In any case, in its reply to the parliamentary standing committee, the Railways blamed the Seventh Pay Commission and the adverse impact of the Covid-19 pandemic for not contributing to the fund from internal resources. It also said the government has given an additional Rs 10,000 crore in 2021–22 for bridging the RRSK shortfall and that the “expenditure on safety related works has not been impacted”.
Internal accruals never enough
The shortfall in RRSK fund could well be a direct consequence of the Railways’ inability to earn enough by ferrying passengers and freight, year after year.
It is India’s single largest employer, with about 12.5 lakh employees on its books and 15.5 lakh former employees. The pension cost itself works out to be more than Rs. 50,000 crore every year, which is about a fourth of the Railways earnings.
In 2022–23, the Railways pegged internal resource generation at Rs 7,360 crore in BE, but by the RE stage, this estimate had been reduced to under Rs 3,000 crore. With such abysmal resource generation, allocating the required Rs 5,000 crore annually for RRSK is an impossible task.
A long list of safety measures
But in response to multiple queries, the Railways listed out myriad safety measures the ministry has taken over the years. These include track renewal and maintenance — 5,227 km of complete track renewal undertaken in 2022–23; modern track structure made available for two-thirds of broad gauge track length; advanced signalling system installed on 98 per cent of broad gauge routes; Kavach, a train collision avoidance system, provided on 1465 route km of South Central Railway. Kavach prevents collision between two locomotives if both are equipped with the system by controlling the speed of a train if it is either overspeeding or in a “collision-like situation”.
Though it is clear that the trains that collided were not equipped with Kavach, it is not clear whether it would have been at all possible to stop a fast-moving train at short notice even if Kavach was installed.

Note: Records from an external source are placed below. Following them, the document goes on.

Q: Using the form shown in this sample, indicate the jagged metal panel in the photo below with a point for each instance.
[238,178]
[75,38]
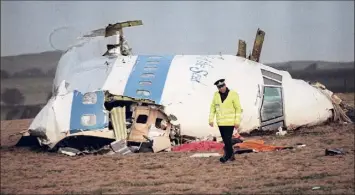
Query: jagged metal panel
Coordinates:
[118,117]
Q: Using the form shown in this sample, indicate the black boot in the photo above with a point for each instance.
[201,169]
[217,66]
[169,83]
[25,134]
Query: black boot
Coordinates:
[224,158]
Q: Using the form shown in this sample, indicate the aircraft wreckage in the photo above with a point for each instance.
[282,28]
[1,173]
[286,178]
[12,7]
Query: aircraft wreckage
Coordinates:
[103,96]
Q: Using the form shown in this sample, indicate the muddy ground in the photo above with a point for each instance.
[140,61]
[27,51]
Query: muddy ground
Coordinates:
[29,171]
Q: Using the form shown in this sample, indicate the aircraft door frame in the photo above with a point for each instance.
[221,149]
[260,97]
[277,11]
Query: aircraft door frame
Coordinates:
[271,110]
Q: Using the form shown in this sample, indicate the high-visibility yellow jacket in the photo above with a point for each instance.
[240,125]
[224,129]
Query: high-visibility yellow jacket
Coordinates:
[227,113]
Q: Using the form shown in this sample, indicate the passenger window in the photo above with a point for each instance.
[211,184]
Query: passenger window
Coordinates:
[145,82]
[147,75]
[158,122]
[268,81]
[154,57]
[272,106]
[271,75]
[143,92]
[154,62]
[150,68]
[142,119]
[90,98]
[88,120]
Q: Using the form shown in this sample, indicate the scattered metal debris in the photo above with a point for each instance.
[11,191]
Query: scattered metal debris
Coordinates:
[333,152]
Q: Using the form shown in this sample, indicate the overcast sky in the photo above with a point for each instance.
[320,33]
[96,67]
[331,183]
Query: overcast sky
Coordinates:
[294,30]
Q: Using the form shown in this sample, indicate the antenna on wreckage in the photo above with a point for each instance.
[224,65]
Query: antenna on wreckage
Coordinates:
[114,29]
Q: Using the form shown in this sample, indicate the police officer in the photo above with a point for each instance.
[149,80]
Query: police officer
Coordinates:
[226,106]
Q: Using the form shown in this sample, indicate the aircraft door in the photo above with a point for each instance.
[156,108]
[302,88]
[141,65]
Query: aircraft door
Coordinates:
[272,106]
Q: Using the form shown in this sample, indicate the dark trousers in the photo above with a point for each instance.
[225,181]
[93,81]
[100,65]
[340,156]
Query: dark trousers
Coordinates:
[227,133]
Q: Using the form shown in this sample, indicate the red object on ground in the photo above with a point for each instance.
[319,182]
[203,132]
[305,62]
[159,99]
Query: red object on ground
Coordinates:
[202,146]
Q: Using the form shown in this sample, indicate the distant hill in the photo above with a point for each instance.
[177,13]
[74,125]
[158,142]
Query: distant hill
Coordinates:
[30,65]
[311,65]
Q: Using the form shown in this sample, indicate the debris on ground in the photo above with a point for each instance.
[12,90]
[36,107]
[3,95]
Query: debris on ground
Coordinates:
[333,152]
[205,155]
[202,146]
[281,132]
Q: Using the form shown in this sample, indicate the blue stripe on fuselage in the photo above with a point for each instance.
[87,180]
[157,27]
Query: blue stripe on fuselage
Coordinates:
[145,67]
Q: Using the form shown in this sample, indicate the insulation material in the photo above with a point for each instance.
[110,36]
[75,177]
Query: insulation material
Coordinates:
[118,118]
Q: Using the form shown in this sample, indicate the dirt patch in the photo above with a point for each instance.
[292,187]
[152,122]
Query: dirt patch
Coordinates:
[288,172]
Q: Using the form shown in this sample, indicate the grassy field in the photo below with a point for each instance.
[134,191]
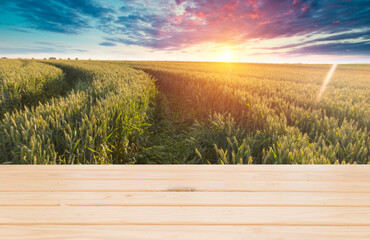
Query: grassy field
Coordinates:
[110,112]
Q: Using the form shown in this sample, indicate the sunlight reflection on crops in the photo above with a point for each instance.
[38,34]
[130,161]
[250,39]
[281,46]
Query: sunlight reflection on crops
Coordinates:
[326,82]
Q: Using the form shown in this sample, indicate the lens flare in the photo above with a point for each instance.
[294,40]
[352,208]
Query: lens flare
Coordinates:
[326,81]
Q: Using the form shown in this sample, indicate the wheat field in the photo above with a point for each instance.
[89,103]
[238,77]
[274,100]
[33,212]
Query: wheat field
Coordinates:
[112,112]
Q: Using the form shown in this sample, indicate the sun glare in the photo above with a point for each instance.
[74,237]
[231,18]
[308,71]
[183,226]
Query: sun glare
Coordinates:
[326,81]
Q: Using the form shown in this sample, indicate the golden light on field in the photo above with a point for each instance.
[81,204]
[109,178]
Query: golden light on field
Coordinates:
[227,55]
[326,81]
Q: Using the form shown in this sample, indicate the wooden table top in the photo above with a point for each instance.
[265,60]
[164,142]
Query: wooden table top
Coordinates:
[181,202]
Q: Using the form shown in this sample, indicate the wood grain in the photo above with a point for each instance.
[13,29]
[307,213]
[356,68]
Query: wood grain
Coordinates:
[152,202]
[106,215]
[158,232]
[185,199]
[15,185]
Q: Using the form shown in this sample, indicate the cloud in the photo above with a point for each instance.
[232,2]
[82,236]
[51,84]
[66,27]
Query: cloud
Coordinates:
[341,49]
[57,15]
[22,50]
[107,44]
[177,24]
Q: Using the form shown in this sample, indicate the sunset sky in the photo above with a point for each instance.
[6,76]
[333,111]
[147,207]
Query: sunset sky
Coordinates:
[190,30]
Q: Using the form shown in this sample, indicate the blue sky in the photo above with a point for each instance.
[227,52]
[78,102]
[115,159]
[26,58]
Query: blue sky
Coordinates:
[195,30]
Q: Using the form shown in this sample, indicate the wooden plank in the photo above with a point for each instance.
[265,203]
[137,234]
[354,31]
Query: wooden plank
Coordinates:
[233,168]
[106,215]
[184,175]
[150,232]
[184,199]
[179,185]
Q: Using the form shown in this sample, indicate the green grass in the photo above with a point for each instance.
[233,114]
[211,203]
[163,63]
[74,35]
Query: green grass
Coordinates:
[172,112]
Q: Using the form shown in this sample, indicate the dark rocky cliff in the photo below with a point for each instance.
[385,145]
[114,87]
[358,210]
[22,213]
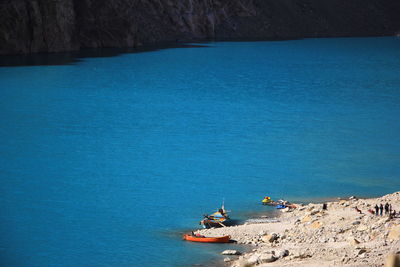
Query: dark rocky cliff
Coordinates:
[29,26]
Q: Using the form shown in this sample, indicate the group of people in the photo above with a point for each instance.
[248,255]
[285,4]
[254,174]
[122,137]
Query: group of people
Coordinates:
[388,210]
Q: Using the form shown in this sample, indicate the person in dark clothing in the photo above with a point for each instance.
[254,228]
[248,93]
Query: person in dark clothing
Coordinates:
[386,208]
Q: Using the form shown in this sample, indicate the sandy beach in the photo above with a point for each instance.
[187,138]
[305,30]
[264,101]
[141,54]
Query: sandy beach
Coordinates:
[311,236]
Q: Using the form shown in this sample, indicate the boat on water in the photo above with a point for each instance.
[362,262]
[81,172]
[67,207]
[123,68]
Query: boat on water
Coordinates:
[203,239]
[219,218]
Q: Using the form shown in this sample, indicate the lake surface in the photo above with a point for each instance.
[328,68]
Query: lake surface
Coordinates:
[106,161]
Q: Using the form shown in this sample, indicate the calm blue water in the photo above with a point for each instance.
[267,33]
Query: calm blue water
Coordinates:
[107,161]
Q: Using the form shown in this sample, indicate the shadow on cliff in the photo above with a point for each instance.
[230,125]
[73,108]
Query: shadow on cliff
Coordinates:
[71,58]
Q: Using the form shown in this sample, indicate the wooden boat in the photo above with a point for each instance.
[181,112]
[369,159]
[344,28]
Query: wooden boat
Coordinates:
[217,219]
[193,238]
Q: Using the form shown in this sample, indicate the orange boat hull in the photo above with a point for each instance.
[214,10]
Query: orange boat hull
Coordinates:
[222,239]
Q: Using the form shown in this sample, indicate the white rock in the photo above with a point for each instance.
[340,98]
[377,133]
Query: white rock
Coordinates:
[266,257]
[231,252]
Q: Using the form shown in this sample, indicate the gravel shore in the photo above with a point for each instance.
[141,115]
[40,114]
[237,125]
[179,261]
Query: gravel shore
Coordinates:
[311,236]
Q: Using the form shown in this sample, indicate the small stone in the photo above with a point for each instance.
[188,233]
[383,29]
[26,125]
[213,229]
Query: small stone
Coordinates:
[265,258]
[394,233]
[316,225]
[231,252]
[353,241]
[362,227]
[282,253]
[254,259]
[306,218]
[270,238]
[361,251]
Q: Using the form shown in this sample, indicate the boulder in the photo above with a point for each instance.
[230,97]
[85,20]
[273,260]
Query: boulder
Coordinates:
[393,260]
[231,252]
[362,227]
[282,253]
[254,259]
[316,225]
[266,258]
[394,233]
[270,238]
[306,219]
[353,241]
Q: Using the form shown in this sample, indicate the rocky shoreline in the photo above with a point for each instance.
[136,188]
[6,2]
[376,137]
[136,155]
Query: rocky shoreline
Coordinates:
[311,236]
[40,26]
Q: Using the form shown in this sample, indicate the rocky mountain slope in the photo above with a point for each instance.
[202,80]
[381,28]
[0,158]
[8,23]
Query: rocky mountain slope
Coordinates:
[29,26]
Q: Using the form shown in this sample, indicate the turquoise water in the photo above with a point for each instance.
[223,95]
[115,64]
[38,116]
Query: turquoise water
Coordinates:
[106,161]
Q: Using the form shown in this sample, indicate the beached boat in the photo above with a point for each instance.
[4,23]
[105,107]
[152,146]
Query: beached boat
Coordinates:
[267,201]
[217,219]
[194,238]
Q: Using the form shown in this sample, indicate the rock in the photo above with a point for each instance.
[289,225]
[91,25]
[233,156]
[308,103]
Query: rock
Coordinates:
[362,227]
[242,263]
[253,259]
[353,241]
[361,251]
[394,233]
[266,258]
[287,209]
[316,225]
[393,260]
[270,238]
[282,253]
[306,218]
[231,252]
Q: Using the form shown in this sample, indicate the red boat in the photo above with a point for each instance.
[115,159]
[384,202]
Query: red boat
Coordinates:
[194,238]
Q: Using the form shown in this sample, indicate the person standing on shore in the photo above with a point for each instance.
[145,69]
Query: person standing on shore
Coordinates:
[376,210]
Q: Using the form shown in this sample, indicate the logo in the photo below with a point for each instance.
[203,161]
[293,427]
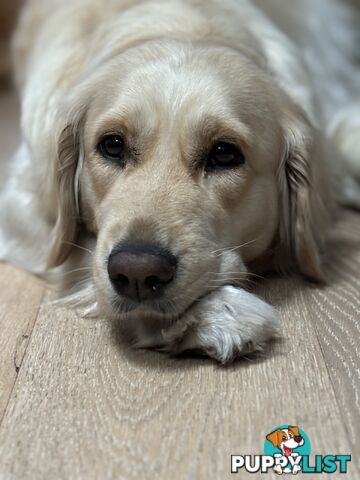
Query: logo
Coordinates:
[287,451]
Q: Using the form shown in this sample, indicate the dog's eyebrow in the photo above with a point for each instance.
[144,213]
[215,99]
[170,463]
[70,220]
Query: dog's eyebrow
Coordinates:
[212,128]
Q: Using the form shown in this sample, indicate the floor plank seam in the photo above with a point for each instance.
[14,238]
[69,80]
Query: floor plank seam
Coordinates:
[19,365]
[340,409]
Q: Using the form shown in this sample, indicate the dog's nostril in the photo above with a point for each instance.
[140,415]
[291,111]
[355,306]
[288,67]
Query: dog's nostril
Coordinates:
[156,283]
[120,280]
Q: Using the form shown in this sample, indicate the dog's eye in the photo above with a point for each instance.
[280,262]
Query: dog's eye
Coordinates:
[224,155]
[111,147]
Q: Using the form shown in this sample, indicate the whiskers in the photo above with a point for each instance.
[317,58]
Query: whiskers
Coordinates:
[80,247]
[222,251]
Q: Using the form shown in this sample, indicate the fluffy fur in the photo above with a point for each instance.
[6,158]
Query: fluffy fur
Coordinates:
[173,77]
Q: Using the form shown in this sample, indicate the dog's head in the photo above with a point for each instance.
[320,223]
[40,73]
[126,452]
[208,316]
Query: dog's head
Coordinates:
[286,439]
[187,163]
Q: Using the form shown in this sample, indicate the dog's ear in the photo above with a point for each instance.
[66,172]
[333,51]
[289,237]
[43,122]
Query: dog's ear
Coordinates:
[302,208]
[274,438]
[66,189]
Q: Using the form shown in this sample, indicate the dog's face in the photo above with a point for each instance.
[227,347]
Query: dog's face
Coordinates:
[286,439]
[178,175]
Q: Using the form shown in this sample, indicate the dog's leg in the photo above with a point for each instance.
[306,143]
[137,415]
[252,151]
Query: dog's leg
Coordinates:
[24,230]
[225,324]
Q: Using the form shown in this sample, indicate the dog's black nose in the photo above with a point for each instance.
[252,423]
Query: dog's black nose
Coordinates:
[141,272]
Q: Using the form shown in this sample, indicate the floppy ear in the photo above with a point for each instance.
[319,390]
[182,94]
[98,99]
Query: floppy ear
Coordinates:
[65,230]
[274,438]
[303,214]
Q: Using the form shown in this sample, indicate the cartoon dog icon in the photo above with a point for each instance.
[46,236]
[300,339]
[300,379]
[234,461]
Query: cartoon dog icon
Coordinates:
[286,439]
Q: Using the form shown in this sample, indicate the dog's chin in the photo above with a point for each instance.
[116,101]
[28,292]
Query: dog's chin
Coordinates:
[162,312]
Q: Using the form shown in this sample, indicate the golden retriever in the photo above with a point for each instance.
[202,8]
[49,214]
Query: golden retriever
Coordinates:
[171,148]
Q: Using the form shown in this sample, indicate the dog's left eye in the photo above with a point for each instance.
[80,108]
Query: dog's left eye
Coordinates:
[112,147]
[224,155]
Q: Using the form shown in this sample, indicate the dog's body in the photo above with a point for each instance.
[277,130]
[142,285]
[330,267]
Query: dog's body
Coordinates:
[234,126]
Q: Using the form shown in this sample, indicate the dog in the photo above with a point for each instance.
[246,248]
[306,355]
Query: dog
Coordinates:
[172,149]
[286,439]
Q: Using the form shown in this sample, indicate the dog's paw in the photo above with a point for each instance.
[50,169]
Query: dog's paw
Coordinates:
[225,324]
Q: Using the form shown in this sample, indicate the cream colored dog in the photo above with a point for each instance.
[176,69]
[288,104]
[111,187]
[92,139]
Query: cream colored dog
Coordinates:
[179,145]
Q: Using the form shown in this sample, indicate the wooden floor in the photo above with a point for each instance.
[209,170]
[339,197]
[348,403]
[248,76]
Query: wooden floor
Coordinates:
[76,403]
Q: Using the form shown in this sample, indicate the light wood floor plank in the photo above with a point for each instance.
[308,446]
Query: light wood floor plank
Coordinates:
[86,407]
[20,297]
[335,312]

The ministry has also said it now uses an electronic interlocking system, but there is no clarity on how many stations are at present equipped with this system.
Steady rise in consequential train accidents
The standing committee has said the number of consequential train accidents has increased as the funding of RRSK has not been adequate. The Railways classifies an accident as “consequential” when there is loss of life or injury, loss of railway property and disruption to traffic. In 2021–22, there were 35 such accidents, up from 22 in the previous fiscal. The number of deaths also rose to 17 last fiscal from four in 2020–21.